If you remember the Web around the late 1990s, the companies that did have websites were often pretty amateurish-looking. They were often not very useful. The teams that made them didn’t have a lot of resources. The tools to work with websites were still limited, and best practices not developed.
https://www.webdesignmuseum.org/gallery/year-1997
But what they did was get a website up, start people using them, and start building the infrastructure for what, some years later, was a much-more-important part of the company’s interface and operations.
I think that that’s where we are now regarding use of AI. Some people are doing things that won’t wind up ultimately working (e.g. the way Web portals never really took over, for the Web). Some important things, like widespread encryption, weren’t yet deployed. The languages and toolkits for doing development didn’t really yet exist. Stuff like Web search, which today is a lot more approachable and something that we simply consider pretty fundamental to use of the Web, wasn’t all that great. If you looked at the Web in 1997, it had a lot of deficiencies compared to brick-and-mortar companies.

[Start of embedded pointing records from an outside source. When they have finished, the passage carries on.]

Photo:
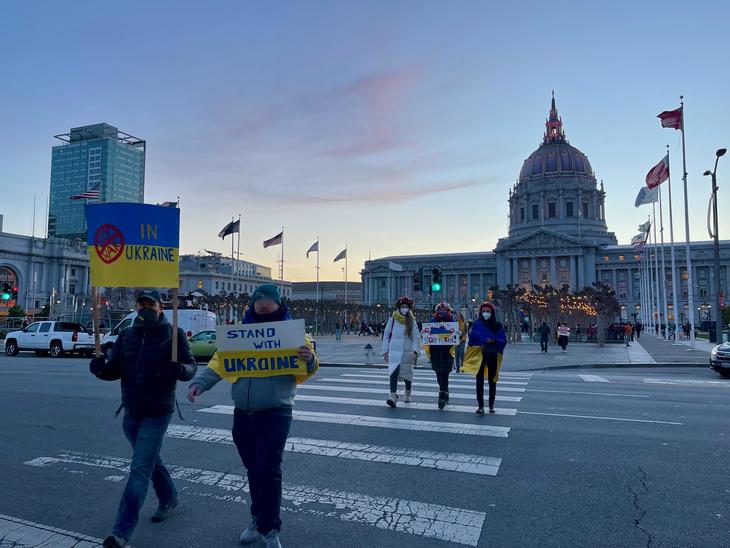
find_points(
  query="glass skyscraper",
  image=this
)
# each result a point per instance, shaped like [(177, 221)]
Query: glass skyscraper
[(92, 159)]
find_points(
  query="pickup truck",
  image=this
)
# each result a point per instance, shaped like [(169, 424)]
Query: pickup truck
[(54, 338)]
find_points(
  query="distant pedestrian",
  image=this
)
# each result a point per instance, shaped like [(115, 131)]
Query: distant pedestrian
[(141, 358), (544, 331), (563, 336), (401, 339), (463, 332), (442, 356), (488, 334)]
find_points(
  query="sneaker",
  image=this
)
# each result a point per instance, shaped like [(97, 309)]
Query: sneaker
[(113, 541), (271, 539), (164, 512), (250, 534)]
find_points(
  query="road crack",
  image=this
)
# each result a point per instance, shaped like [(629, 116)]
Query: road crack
[(641, 511)]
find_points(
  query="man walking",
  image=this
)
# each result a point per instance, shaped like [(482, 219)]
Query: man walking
[(141, 358)]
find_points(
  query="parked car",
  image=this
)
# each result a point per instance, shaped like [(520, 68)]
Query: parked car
[(203, 345), (54, 338), (720, 359), (191, 320)]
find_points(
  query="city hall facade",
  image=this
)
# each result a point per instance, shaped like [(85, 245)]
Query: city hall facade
[(557, 235)]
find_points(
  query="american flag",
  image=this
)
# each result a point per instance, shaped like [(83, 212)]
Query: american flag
[(88, 195)]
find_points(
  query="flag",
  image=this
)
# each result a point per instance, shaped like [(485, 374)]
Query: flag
[(646, 196), (673, 119), (659, 173), (231, 228), (276, 240), (88, 195)]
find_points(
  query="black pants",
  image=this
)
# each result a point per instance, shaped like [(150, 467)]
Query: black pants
[(489, 363), (260, 438), (442, 377), (394, 381)]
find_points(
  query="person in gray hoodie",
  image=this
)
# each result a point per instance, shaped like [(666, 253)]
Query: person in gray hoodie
[(261, 421)]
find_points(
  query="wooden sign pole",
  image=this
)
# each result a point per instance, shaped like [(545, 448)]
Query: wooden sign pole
[(95, 320)]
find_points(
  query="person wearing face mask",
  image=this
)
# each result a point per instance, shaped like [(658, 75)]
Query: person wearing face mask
[(401, 340), (261, 420), (488, 334), (141, 358), (442, 356)]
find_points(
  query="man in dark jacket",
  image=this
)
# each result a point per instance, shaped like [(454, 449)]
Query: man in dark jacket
[(141, 358)]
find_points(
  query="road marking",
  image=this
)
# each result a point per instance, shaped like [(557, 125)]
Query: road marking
[(422, 519), (455, 462), (600, 418), (415, 383), (593, 378), (434, 394), (385, 422), (22, 533), (590, 393), (452, 378), (380, 403)]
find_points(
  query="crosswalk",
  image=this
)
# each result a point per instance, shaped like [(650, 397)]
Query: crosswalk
[(341, 415)]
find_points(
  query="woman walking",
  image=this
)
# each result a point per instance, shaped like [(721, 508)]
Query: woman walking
[(488, 334), (401, 346)]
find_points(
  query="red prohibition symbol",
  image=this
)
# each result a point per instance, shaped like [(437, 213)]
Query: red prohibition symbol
[(109, 243)]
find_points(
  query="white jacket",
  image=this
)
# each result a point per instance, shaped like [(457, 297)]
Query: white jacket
[(398, 346)]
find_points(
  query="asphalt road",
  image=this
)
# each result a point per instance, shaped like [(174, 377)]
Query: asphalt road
[(601, 457)]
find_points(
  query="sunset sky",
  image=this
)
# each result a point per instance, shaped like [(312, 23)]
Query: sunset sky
[(394, 127)]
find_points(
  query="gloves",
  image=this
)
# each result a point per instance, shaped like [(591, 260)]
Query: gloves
[(97, 365)]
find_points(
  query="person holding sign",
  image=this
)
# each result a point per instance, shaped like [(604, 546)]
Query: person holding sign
[(141, 359), (264, 377), (488, 335), (401, 339), (442, 355)]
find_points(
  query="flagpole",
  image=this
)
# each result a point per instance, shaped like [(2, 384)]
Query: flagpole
[(664, 274), (674, 263), (690, 288)]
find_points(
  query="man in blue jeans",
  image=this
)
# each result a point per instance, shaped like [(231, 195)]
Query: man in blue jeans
[(141, 358), (261, 421)]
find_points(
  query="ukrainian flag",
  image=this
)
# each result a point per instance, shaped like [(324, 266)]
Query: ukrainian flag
[(133, 245)]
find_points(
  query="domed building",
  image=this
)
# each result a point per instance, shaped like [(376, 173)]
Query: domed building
[(557, 235)]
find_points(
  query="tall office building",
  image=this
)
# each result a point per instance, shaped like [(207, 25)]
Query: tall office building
[(97, 161)]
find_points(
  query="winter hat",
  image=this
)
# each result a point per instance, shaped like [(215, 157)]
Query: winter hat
[(266, 291)]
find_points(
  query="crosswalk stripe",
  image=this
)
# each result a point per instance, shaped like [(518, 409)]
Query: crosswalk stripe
[(412, 405), (385, 422), (415, 383), (19, 532), (423, 519), (455, 462), (363, 390)]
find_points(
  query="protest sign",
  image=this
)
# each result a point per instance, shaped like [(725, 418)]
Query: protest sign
[(259, 350), (440, 334)]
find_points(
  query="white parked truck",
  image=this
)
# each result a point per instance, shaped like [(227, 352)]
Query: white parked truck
[(54, 338)]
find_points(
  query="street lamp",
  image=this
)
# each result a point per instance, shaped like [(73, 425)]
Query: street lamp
[(716, 237)]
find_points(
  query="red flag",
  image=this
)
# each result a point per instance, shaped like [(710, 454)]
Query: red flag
[(672, 118), (658, 174)]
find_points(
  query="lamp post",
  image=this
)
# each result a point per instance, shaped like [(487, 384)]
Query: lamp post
[(716, 237)]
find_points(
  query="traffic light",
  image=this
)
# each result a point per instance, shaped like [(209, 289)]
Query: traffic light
[(418, 280), (436, 280)]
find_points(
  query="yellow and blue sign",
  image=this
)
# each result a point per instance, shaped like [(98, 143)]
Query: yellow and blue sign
[(133, 245)]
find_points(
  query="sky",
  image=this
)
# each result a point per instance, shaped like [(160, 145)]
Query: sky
[(389, 127)]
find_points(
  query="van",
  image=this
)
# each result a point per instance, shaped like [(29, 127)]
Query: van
[(192, 321)]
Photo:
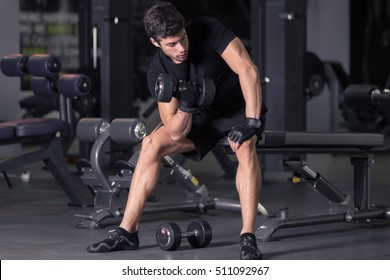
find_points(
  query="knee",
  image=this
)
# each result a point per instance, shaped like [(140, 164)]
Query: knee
[(247, 150), (150, 145)]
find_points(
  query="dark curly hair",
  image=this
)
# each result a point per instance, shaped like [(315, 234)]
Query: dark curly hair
[(163, 20)]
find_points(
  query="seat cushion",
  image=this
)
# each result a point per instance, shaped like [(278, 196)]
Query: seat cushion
[(34, 126)]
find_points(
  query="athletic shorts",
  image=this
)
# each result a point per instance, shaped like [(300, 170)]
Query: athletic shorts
[(208, 128)]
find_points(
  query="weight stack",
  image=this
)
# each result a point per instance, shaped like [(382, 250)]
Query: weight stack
[(278, 39)]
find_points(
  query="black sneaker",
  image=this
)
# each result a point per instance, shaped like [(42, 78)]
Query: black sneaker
[(118, 240), (248, 248)]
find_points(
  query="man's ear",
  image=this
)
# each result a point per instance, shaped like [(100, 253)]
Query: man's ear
[(155, 43)]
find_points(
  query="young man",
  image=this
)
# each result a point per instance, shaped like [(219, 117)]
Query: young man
[(203, 48)]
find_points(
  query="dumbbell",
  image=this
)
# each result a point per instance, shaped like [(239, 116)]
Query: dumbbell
[(169, 235), (166, 87), (68, 85), (127, 131)]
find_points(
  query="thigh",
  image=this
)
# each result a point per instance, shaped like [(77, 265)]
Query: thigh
[(161, 139)]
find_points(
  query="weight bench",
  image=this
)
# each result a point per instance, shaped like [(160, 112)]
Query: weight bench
[(49, 132), (294, 146)]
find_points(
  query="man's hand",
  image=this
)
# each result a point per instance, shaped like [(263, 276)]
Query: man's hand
[(242, 132), (188, 98)]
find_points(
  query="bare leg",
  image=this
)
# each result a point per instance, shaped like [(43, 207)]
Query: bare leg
[(145, 177), (248, 183)]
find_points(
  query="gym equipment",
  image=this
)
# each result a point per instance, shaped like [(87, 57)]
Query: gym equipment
[(294, 146), (50, 132), (198, 234), (44, 65), (14, 65), (109, 190), (166, 87)]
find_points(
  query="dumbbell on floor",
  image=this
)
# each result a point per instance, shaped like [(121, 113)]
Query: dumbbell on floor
[(169, 235), (166, 87), (127, 131)]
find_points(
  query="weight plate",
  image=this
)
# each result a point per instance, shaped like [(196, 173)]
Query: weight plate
[(168, 236), (203, 233), (128, 131)]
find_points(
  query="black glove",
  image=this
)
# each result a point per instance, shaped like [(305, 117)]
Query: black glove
[(188, 97), (244, 131)]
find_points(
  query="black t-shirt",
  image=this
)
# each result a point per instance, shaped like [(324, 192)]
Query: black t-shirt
[(208, 38)]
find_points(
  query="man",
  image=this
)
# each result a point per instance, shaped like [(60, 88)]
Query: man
[(203, 48)]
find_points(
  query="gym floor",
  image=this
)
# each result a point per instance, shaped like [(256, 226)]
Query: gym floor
[(36, 222)]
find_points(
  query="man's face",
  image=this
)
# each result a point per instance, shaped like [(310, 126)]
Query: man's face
[(175, 47)]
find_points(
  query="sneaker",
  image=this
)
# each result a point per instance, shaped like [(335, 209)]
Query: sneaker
[(248, 248), (118, 240)]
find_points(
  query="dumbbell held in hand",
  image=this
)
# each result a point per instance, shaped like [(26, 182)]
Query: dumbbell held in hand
[(169, 235), (166, 88)]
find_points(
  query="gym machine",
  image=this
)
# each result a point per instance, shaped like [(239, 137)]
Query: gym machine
[(294, 146), (50, 133), (111, 191)]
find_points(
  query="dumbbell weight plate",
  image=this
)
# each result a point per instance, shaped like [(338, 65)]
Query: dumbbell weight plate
[(168, 236), (203, 235), (90, 129), (164, 88), (43, 65), (14, 65), (74, 85), (207, 94), (128, 131)]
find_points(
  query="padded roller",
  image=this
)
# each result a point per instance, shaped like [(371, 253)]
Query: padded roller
[(14, 65), (360, 96), (128, 131), (90, 129), (74, 85), (42, 86), (43, 65)]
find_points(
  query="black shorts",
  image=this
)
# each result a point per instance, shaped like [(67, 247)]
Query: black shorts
[(208, 128)]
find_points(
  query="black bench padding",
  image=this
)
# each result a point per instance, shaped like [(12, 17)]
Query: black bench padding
[(280, 139), (33, 126)]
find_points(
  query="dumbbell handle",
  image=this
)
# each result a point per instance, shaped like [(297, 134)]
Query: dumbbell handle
[(189, 234)]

But…that also wasn’t where things stayed.
Today, we’re making dramatic changes to how models work, like the rise of MoEs. I don’t think that there’s much of a consensus on what hardware we’ll wind up using. Training is computationally expensive. Just using models on a computer yourself still involves a fair amount of technical knowledge, the sort of way the MS-DOS era on personal computers prevented a lot of people from being able to do a lot with computers. There are efficiency issues, and basic techniques for doing things like condensing knowledge are still being developed. LLMs people are building today have very little “mutable” memory — you’re taking a snapshot of information at training time and making something that can do very little learning at runtime. But if I had to make a guess, a lot of those things will be worked out.